During their stay, the United States delegation is housed at the Beit Shemesh police academy, where officers will meet with special combat units, train in counterterrorism techniques, and be addressed by Police Commissioner Roni Alsheich, The Jerusalem Post reported Tuesday.
The delegation is set to return to the U.S. after a September 11 memorial service to be held at the 9/11 Living Memorial Plaza in the Arazim Valley.
52 police officers from USA law enforcement arrived in Israel today, part of joint Israel USA Delegation, sharing & learning from each other pic.twitter.com/7f56tuu600
— Micky Rosenfeld (@MickyRosenfeld) September 3, 2017
Michael Safris, chief of the Essex County’s Sheriff’s Office Deputy Division, who is Jewish said he has visited Israel 40 times and, in return, hosted numerous Israeli police delegation in the U.S. over the past ten years.
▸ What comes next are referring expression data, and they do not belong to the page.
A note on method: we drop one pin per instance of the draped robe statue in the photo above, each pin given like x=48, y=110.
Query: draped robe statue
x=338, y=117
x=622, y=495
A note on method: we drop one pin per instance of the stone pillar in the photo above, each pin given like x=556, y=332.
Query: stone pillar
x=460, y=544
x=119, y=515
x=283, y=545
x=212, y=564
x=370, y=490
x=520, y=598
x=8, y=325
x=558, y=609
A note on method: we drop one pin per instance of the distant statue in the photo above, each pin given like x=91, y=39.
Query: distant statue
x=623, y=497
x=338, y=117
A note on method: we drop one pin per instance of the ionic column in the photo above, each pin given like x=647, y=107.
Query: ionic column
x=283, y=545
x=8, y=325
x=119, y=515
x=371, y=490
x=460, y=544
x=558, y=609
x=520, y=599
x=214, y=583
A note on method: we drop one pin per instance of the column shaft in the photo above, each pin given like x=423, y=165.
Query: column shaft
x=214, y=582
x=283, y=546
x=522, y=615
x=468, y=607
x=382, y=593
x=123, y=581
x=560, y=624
“From all my trips, I know the delegation forms an important relationship, and if something happens in the U.S. or something happens here, we stay in touch and honor each country’s fallen officers,” Safris said. “The relationship and comradery developed over the last two years is one of the reasons we keep coming,” he added.
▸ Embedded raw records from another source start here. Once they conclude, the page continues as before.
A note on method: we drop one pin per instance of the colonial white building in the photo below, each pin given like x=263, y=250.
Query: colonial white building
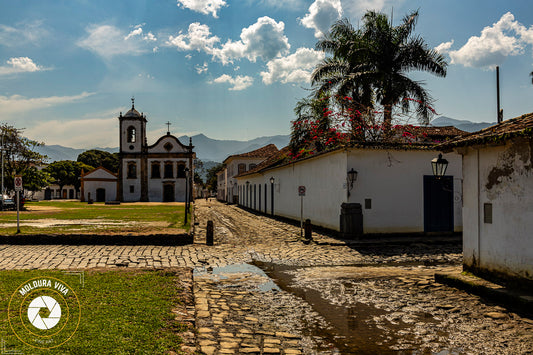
x=238, y=164
x=160, y=172
x=394, y=191
x=99, y=185
x=498, y=199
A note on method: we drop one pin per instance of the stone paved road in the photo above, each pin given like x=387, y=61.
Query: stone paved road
x=239, y=310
Safri also explained how the struggle for survival sets Israeli police apart from other forces in the world.
“In our communities, for a lot of police officers, it’s a job,” he said, adding that “I think that it’s more than a job for a lot of the officers in Israel because they are protecting their homeland.”
Israeli police spokesman Micky Rosenfeld echoed Safris’ sentiment and highlighted how the hostile environment makes Israel the ideal location to train in the counterterrorism field.
“In terms of counterterrorism tactics that have been used and implemented at numerous scenes across the country, where unfortunately terrorist attacks have taken place, the Israeli police have used those tactics to minimize injuries, as well as find rapid solutions,” Rosenfeld said.
He added that “over the next few days, the Police Unity Tour will learn and see a number of these tactics across the country.”
The U.S. and Israel enjoy a regular exchange of law-enforcement delegations and participants have stressed the benefit of close cooperation with Israeli professionals in the areas of domestic counter-terrorism practices and first response to terrorist attacks.
Israel has been praised in the past by leading anti-terror practitioners for pioneering in the field. Europe should look to Israel as “a welcome guide in navigating the difficult moral, legal and tactical terrain ahead,” Lord David Trimble, a Nobel Peace Prize winner, and Robert Quick, a former assistant commissioner at London’s Metropolitan Police, wrote in The Daily Telegraph last year.
“One country fits this bill better than most – no democratic nation has endured Islamist terrorism to the extent that Israel has,” the pair added.